WASHINGTON — A trivalent hepatitis B virus vaccine demonstrated noninferiority in adults older than age 18 years and superiority in adults aged 45 years or older compared with a monovalent vaccine, according to phase 3 study data presented at IDWeek.
“Currently available monovalent hepatitis B vaccines have been tremendously successful in reducing the burden of hepatitis B worldwide through prevention, particularly in terms of cirrhosis and liver cancer. However, there are unserved populations and these remain a public health priority, particularly the waning of immunity with age to such an extent that people over 60 will not meet the seroprotection goal of 10 IU after a full dose series,” Joanne M. Langley, MD, division head for infectious diseases and a professor of pediatrics and community health and epidemiology at Dalhousie University in Canada, said during a presentation.
Langley and colleagues compared the immunogenicity of a 10 g dose of a trivalent vaccine (Sci-B-Vac, VBI Vaccines) with a 20 g dose of monovalent vaccine (Engerix-B, GlaxoSmithKline) given at days 0, 28 and 168.
In total, 1,607 participants were randomly assigned to one of the two vaccines. Randomization was stratified by study center and age group — ages 18 to 44 years, 45 to 64 years, and those 65 years or older. The researchers tracked immunogenicity and safety outcomes to day 336.

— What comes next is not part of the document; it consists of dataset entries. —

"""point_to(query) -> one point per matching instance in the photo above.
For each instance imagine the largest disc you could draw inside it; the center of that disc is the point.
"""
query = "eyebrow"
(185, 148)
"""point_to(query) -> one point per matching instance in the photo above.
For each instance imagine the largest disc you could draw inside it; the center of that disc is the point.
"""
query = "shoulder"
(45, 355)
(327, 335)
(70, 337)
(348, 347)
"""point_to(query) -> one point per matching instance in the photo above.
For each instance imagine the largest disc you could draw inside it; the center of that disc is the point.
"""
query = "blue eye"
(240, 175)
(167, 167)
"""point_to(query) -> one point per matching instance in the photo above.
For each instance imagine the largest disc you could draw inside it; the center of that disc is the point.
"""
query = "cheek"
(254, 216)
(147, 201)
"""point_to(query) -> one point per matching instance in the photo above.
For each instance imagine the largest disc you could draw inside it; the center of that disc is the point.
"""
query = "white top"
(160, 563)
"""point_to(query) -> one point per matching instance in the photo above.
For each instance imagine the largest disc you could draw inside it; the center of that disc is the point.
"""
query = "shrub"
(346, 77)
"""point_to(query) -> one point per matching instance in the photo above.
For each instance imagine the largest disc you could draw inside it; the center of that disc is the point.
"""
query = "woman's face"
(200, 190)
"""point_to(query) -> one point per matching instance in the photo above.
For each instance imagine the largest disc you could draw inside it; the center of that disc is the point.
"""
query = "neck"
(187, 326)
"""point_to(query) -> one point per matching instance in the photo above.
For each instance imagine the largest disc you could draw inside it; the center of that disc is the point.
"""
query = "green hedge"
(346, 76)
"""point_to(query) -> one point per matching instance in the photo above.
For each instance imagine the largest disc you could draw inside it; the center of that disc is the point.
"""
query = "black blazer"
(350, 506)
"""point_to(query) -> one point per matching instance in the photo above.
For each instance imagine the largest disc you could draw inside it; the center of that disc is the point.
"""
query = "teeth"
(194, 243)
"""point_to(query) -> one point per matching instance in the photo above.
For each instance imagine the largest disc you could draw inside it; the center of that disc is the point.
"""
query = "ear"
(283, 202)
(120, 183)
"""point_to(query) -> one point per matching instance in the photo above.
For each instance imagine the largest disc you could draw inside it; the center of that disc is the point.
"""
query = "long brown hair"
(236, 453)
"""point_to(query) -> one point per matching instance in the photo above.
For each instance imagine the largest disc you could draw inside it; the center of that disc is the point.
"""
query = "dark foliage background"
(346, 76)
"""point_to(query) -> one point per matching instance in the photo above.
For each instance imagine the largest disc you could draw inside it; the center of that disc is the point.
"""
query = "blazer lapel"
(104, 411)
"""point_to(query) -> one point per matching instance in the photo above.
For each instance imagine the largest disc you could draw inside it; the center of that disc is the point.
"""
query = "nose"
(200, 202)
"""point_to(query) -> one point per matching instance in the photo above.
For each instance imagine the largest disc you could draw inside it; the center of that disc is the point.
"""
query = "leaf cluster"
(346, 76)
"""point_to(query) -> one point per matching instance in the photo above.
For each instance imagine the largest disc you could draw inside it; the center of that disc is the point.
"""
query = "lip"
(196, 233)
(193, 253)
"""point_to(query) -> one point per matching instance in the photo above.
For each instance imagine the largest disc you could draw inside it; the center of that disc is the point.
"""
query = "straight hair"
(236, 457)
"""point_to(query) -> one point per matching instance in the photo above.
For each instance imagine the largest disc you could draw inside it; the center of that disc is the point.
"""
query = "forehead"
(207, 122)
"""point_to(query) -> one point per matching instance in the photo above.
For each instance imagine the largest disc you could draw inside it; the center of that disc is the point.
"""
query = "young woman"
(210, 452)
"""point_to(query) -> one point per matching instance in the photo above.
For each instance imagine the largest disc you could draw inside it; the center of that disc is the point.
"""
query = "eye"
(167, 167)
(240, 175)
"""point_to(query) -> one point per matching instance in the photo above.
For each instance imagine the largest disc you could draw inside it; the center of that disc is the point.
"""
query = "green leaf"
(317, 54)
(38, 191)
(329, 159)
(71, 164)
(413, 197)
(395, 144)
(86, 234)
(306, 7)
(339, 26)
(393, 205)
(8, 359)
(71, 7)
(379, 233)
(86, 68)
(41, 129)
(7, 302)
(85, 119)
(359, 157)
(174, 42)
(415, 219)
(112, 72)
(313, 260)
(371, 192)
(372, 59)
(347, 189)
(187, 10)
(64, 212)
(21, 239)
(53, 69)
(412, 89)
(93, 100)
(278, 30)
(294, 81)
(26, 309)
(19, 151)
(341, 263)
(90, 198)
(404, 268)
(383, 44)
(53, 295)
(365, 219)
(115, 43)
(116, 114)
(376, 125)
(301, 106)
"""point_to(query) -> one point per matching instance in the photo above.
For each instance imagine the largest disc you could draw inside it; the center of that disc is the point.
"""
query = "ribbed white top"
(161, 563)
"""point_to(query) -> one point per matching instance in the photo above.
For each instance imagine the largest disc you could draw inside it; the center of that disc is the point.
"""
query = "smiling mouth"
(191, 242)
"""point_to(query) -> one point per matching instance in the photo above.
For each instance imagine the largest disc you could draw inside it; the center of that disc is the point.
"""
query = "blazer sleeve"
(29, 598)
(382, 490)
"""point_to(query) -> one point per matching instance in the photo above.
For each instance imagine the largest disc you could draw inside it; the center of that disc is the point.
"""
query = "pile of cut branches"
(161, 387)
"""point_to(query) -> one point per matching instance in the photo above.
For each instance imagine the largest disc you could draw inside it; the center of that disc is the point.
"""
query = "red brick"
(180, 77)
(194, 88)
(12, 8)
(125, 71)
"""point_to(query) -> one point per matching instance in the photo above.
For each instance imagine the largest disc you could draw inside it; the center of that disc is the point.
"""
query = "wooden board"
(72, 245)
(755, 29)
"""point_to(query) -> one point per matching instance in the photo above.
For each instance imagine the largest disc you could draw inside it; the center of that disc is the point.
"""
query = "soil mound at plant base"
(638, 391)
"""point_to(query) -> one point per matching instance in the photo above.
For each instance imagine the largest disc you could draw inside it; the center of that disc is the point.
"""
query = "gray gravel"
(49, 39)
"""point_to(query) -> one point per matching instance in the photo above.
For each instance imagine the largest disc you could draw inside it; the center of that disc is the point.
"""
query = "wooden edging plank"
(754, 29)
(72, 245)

According to study data, the seroprotection rate among recipients aged 18 years or older who received the trivalent vaccine was 91.4% compared with 76.5% for monovalent vaccine recipients (difference, 14.9%; 95% CI, 11.2%-18.6%). Additionally, a superiority analysis found that among trivalent vaccine recipients age 45 years or older, seroprotection was 89.4%, compared with 73.1% for the monovalent vaccine (difference, 16.4%; 95% CI, 12.2%-20.7%).
Langley said the safety profile of the trivalent vaccine was acceptable and consistent with known vaccine safety profiles.

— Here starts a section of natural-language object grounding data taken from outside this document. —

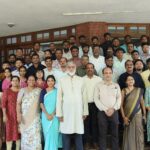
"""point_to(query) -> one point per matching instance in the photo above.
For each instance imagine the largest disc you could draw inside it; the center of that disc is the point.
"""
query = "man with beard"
(81, 70)
(110, 63)
(66, 50)
(36, 65)
(107, 43)
(36, 49)
(12, 60)
(107, 98)
(82, 42)
(90, 124)
(75, 55)
(72, 41)
(97, 59)
(71, 108)
(62, 71)
(52, 49)
(139, 66)
(130, 71)
(146, 74)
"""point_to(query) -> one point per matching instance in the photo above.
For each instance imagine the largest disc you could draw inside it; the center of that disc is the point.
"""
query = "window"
(8, 40)
(73, 30)
(39, 36)
(63, 32)
(134, 29)
(56, 34)
(26, 38)
(12, 40)
(111, 29)
(142, 29)
(46, 35)
(120, 29)
(23, 39)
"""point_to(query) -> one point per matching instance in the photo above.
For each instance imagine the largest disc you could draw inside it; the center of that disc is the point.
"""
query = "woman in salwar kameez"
(131, 110)
(147, 105)
(50, 122)
(28, 115)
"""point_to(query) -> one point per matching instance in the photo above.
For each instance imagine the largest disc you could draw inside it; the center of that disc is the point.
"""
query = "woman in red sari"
(9, 102)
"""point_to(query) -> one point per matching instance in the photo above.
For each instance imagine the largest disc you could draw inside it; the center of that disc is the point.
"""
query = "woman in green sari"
(50, 122)
(131, 110)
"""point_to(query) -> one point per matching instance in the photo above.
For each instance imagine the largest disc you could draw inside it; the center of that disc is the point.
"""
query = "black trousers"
(91, 125)
(66, 138)
(103, 123)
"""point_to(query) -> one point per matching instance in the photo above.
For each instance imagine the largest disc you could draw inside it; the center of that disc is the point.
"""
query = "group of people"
(77, 95)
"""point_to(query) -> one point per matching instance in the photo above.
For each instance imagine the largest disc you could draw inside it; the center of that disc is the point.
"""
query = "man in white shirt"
(96, 59)
(119, 61)
(130, 49)
(18, 64)
(66, 50)
(59, 73)
(36, 49)
(107, 97)
(48, 70)
(110, 63)
(90, 124)
(71, 108)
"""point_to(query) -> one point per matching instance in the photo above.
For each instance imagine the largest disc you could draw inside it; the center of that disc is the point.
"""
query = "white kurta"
(70, 104)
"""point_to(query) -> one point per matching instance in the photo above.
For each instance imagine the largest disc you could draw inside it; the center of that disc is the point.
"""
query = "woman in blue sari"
(50, 122)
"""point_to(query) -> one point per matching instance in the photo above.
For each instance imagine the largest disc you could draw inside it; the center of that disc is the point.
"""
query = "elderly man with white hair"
(71, 108)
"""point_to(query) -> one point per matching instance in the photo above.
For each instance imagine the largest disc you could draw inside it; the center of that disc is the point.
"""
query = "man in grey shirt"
(107, 97)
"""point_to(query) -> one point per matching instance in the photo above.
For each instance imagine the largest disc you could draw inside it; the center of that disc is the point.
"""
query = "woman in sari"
(50, 122)
(147, 105)
(131, 110)
(28, 115)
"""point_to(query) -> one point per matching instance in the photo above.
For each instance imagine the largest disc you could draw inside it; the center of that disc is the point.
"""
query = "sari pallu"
(2, 125)
(133, 136)
(132, 103)
(30, 124)
(51, 127)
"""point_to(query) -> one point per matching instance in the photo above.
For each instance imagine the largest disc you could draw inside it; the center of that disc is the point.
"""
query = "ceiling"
(34, 15)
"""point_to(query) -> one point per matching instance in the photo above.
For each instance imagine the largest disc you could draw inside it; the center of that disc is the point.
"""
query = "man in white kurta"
(71, 108)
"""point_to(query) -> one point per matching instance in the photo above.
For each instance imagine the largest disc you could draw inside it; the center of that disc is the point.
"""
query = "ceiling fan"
(96, 13)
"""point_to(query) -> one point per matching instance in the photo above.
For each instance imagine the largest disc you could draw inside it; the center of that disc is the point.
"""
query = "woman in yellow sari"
(28, 115)
(131, 110)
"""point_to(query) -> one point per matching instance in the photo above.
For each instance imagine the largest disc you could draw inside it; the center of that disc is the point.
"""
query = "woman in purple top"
(7, 81)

“When compared to Engerix-B, Sci-B-Vac tends to have higher rates of protection among adults over age 18 with superiority in those older than 45. It also shows that all the sub-populations had higher seroprotection rates,” she concluded. “Next steps are to write up the study and submit to regulators.”
Langley said another large study that is underway will expand the safety data and provide additional seroprotection data in the 18 to 45 age group. – by Caitlyn Stulpin
Langley JM, et al. Abstract LB13. Presented at: IDWeek; Oct. 2-6, 2019; Washington.
Disclosure: Langley reports no relevant financial disclosures.